I don't know if it's possible for a knitter to have too many stitch dictionaries, and 400 Knitting Stitches by Potter Craft is a decent one to add to any knitter's collection. As advertised in includes 400 different stitch patterns, from the basics like Stockinette, Garter and Moss Stitch to fancy cables, lace and slipped stitch designs.
400 Knitting Stitches begins with some basic definitions and instructions to help knitters of all skill levels understand the patterns they are about to see.
This section includes things like definitions of row and gauge, hints for reading patterns and following charts, ways to cast on, knit, purl, bind off, twist stitches and pick up dropped stitches.
It also includes information on the patterns such as why they're organized in a particular way, the difference between the wrong side and the right side of a knit fabric, how to work diagonals as opposites and how pattern repeats work for symmetry and continuity of pattern across a knit fabric.
As the title suggests, 400 Knitting Stitches has 400 different knitting stitch patterns, organized in the following general categories:
- knit-purl stitches
- crossed stitches and cables
- slipped stitches
- lacy stitches
- double stitches
- twisted stitches
- cast-off stitches
- fancy stitches
Some of those categories are pretty self-explanatory; others you might not have heard used before.

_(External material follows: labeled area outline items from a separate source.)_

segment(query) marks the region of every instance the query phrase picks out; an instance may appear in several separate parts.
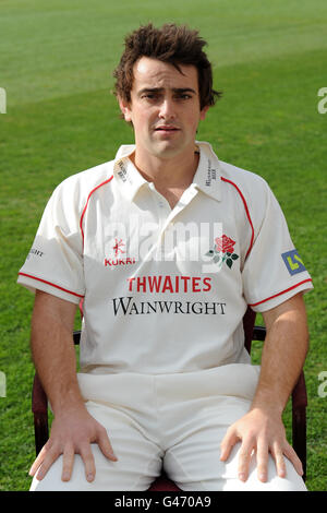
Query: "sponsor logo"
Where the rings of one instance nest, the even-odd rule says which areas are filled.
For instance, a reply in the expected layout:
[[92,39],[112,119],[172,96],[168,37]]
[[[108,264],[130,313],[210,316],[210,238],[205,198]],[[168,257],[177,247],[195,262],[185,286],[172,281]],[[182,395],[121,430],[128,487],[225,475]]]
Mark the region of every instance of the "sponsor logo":
[[114,267],[117,265],[129,265],[136,263],[136,260],[134,258],[128,256],[124,259],[120,256],[120,254],[124,254],[126,252],[123,249],[124,247],[125,243],[122,241],[122,239],[114,239],[114,246],[112,246],[114,258],[105,259],[105,267]]
[[293,276],[293,274],[303,273],[303,271],[306,271],[304,263],[295,249],[282,253],[281,256],[291,276]]
[[44,254],[45,254],[44,251],[40,251],[39,249],[36,249],[36,248],[32,248],[32,250],[27,254],[27,259],[29,259],[31,255],[41,258]]
[[116,244],[113,246],[113,251],[114,251],[114,256],[117,256],[119,253],[125,253],[124,250],[122,250],[122,247],[125,246],[122,239],[118,240],[114,239]]
[[225,315],[226,302],[215,301],[135,301],[132,296],[113,298],[114,315],[148,315],[150,313],[172,313],[184,315]]
[[227,235],[217,237],[215,242],[214,248],[206,253],[206,256],[210,256],[219,269],[222,267],[223,263],[231,269],[234,261],[239,259],[239,255],[234,253],[234,244],[237,242],[230,237],[227,237]]

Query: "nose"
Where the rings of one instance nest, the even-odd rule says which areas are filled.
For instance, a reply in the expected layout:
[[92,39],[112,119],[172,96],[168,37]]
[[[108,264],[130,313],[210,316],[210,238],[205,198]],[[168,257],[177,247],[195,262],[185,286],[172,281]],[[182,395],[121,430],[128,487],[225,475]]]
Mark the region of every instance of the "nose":
[[159,117],[165,120],[174,119],[175,111],[173,100],[171,98],[164,98],[162,103],[160,104]]

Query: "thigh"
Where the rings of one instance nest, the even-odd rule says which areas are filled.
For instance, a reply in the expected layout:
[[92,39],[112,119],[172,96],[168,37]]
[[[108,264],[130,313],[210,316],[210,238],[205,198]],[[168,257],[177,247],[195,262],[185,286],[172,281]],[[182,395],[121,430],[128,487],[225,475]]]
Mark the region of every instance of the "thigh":
[[61,480],[62,456],[60,456],[41,481],[34,478],[31,490],[147,490],[161,470],[160,448],[149,440],[137,422],[125,413],[93,402],[86,405],[88,411],[108,430],[118,461],[111,462],[104,456],[97,444],[92,444],[96,465],[96,477],[93,482],[86,480],[82,457],[75,454],[70,481]]
[[[305,491],[303,479],[286,458],[287,477],[276,475],[275,461],[269,456],[268,480],[257,479],[256,457],[252,457],[250,475],[245,482],[238,478],[238,453],[235,444],[227,462],[220,461],[220,443],[231,423],[246,413],[249,404],[237,398],[225,398],[219,406],[205,410],[179,443],[171,446],[165,455],[164,465],[170,478],[186,491]],[[231,411],[234,411],[232,414]],[[228,422],[223,423],[223,411]],[[234,416],[234,418],[232,418]]]

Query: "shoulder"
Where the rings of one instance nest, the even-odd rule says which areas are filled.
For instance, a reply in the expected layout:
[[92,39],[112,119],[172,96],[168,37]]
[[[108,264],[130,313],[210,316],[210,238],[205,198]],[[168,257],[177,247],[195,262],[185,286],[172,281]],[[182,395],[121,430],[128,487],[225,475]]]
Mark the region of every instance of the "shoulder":
[[109,160],[71,175],[55,189],[52,199],[59,201],[62,206],[71,205],[81,211],[96,190],[111,181],[113,165],[114,160]]
[[249,198],[255,195],[257,192],[265,193],[270,190],[267,181],[259,175],[222,160],[219,160],[219,164],[222,182],[238,188]]

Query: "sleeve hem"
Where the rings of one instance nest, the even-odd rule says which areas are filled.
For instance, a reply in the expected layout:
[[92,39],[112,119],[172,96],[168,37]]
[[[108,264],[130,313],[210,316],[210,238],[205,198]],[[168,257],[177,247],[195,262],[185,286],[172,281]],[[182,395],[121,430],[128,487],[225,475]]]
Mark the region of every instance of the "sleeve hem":
[[264,312],[265,310],[277,307],[278,305],[291,298],[301,290],[305,291],[310,290],[311,288],[313,288],[312,278],[303,279],[303,282],[300,282],[293,285],[292,287],[281,290],[280,293],[277,293],[266,299],[262,299],[261,301],[254,303],[249,303],[249,307],[251,307],[254,311]]
[[56,285],[47,279],[39,278],[26,273],[19,273],[17,283],[25,286],[31,291],[35,293],[35,289],[40,289],[46,293],[52,294],[53,296],[68,299],[72,302],[78,303],[81,299],[84,299],[84,295],[69,290],[60,285]]

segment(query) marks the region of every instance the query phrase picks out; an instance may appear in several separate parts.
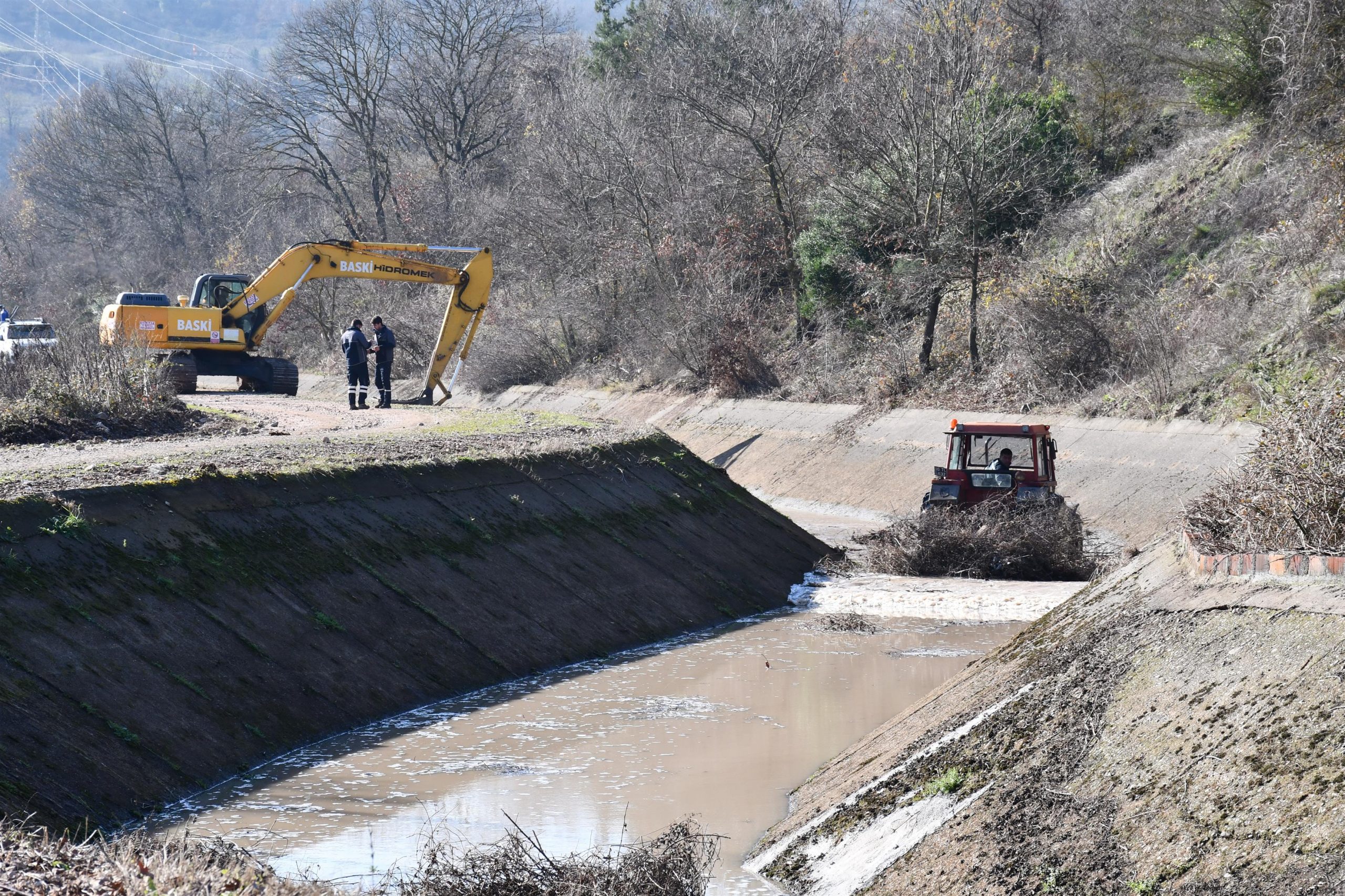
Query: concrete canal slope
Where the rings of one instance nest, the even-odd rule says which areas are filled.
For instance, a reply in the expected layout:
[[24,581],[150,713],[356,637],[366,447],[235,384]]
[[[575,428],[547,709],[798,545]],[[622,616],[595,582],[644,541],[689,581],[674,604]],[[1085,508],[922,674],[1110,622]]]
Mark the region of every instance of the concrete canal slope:
[[1153,422],[1108,417],[995,414],[859,405],[730,401],[656,391],[576,391],[515,386],[480,397],[491,408],[564,410],[652,424],[733,479],[781,506],[878,517],[920,506],[936,464],[946,460],[948,420],[1049,422],[1060,447],[1060,490],[1098,527],[1142,545],[1173,526],[1181,500],[1255,444],[1245,424]]
[[748,866],[826,896],[1340,892],[1342,592],[1157,542],[835,757]]
[[56,825],[781,605],[826,552],[663,436],[63,496],[0,503],[0,814]]

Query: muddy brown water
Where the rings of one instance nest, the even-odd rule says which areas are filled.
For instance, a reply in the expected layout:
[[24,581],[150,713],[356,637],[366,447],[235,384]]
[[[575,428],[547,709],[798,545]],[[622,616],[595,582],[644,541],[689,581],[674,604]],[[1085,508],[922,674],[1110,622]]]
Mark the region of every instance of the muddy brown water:
[[[159,827],[227,837],[282,872],[369,883],[410,866],[432,830],[490,842],[512,818],[564,854],[695,815],[726,838],[714,892],[775,892],[741,862],[790,791],[1025,624],[882,613],[994,589],[997,605],[1029,618],[1073,589],[936,585],[884,577],[829,599],[823,584],[804,609],[434,704],[226,782]],[[819,626],[847,608],[881,630]]]

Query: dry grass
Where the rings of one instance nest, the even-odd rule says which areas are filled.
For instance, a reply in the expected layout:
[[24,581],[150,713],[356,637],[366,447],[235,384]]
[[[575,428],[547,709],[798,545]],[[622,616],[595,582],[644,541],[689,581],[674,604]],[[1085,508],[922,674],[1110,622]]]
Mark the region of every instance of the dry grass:
[[[718,839],[683,821],[647,841],[551,857],[515,829],[488,846],[430,839],[414,872],[375,896],[703,896]],[[222,839],[133,833],[75,841],[0,819],[0,893],[38,896],[336,896],[324,881],[286,880]]]
[[1340,381],[1275,405],[1245,463],[1185,511],[1212,553],[1345,552],[1345,396]]
[[73,841],[0,821],[0,892],[328,896],[339,891],[325,884],[284,880],[223,841],[169,841],[145,834]]
[[50,348],[0,359],[0,444],[178,432],[198,416],[136,344],[63,335]]
[[1085,580],[1099,565],[1076,509],[1020,506],[1013,498],[931,509],[859,542],[869,546],[873,572],[897,576]]

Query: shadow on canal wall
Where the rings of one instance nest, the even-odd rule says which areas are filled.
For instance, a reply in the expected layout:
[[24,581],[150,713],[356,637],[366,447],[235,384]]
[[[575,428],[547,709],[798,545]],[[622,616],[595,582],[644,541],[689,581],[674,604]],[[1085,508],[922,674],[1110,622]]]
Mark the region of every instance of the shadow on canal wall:
[[666,437],[0,505],[0,814],[110,823],[785,603],[826,546]]

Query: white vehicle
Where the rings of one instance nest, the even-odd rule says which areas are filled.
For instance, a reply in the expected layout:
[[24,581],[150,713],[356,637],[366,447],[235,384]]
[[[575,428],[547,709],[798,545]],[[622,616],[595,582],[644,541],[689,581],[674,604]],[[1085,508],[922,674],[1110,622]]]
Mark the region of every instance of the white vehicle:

Double stitches, for example, is the term used for stitches that involve working stitches from the row or rows below the current working row.
Cast-off stitches refers to patterns where a stitch is passed over other stitches to form a distinctive look almost like the stitch or stitches that are passed over are underlined. (It's similar to what happens when you slip a stitch with the yarn in front, but in this case it's done by moving stitches around.)
Each pattern indicates how many stitches are needed to continue the pattern across a knit fabric, as well as how many edge stitches to add if necessary for seaming a project together. The patterns are given in row by row written instructions as well as charts, with the key to the charts shown at the back of the book.
Using both words and charts makes the book accessible to knitters of all skill levels and comfort zones, but the charts are so tiny that they're sometimes not very useful. It would, however, be pretty easy to make a copy of the page you need and enlarge the chart, which would probably make following the pattern a bit easier, too, because the book has regular binding and won't stay open to the page you need very well.
400 Knitting Stitches is a great addition to the bookshelf of any knitter who enjoys looking at and playing with different stitch patterns.
The pictures of the stitches are great, but the small print and charts may make this book more difficult to use for some knitters. Some of the instructions may not be that clear, as well, if you're a newer knitter working one of the fancier stitches where you work stitches in a different order or from a different row than is presented on the needle.
It won't replace some of the classics on your shelf, but it may give you some new inspiration for projects and show you things you didn't know that you could do with the relatively basic stitches that make up all knitting.